The asset class is now well positioned as the global economy stays on an even keel while the Fed possibly pauses rate hikes -- maybe as soon as March -- allowing investors to generate returns without much effort, Crescenzi said.
Pimco forecasts growth in the U.S. will slow to 2 to 2.5 percent while global output ebbs to about 3 percent.
“That could be the return next year, and with a little effort, even higher, not bad for a diversifier,” he said. “Next year could be a coupon-clipping year.”
The New York-based investor is sounding a rare note of optimism following a year that saw almost every asset class plunge into the red and the hedging credentials of bonds sullied.
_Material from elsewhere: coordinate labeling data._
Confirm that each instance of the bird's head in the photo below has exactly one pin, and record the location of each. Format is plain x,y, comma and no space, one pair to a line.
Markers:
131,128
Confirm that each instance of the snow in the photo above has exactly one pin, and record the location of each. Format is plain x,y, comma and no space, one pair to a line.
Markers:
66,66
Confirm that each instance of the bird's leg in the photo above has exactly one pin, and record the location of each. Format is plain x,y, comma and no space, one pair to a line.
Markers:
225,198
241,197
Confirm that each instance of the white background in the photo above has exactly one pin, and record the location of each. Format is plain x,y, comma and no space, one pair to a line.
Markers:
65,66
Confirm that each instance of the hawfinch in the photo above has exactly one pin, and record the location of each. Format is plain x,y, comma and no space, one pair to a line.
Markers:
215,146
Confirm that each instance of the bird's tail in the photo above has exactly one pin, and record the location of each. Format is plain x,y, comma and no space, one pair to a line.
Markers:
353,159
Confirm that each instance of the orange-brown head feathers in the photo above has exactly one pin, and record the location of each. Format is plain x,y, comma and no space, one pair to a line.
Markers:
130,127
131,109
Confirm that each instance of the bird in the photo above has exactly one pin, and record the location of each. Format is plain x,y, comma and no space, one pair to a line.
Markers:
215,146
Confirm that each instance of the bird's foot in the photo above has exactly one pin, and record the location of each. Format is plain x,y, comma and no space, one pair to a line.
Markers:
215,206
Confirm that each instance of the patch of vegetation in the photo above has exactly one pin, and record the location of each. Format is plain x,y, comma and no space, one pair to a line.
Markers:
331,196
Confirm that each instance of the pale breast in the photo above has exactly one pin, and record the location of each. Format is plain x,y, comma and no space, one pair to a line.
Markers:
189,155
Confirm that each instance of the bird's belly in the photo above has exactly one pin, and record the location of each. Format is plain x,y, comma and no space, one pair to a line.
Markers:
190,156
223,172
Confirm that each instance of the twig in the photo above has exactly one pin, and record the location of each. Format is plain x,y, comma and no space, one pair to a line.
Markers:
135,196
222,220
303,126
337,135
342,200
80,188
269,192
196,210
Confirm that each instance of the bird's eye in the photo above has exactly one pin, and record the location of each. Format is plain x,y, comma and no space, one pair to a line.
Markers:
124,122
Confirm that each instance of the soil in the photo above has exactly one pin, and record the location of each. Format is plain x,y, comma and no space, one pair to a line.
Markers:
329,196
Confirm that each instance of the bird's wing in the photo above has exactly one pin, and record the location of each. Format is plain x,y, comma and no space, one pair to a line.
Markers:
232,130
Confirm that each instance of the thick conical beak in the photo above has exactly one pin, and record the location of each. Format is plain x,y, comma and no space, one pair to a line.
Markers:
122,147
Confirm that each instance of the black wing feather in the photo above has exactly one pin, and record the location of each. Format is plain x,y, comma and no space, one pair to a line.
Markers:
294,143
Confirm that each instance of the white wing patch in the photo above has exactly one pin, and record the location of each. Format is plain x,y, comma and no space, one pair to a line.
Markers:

As stock volatility rose in October, investors pulled a net $14.2 billion from taxable bond funds, the worst month since December 2015, Morningstar Inc. estimated.
That doesn’t mean money managers should embrace yield-chasing habits that overlooked credit quality and liquidity gaps, he said.
“One should move up in credit quality, up in cash, and up in the capital structure to avoid pitfalls,” Crescenzi said. “Continue to expect an illiquidity premium; focus on risk factors, not simply beta -- that game is over.”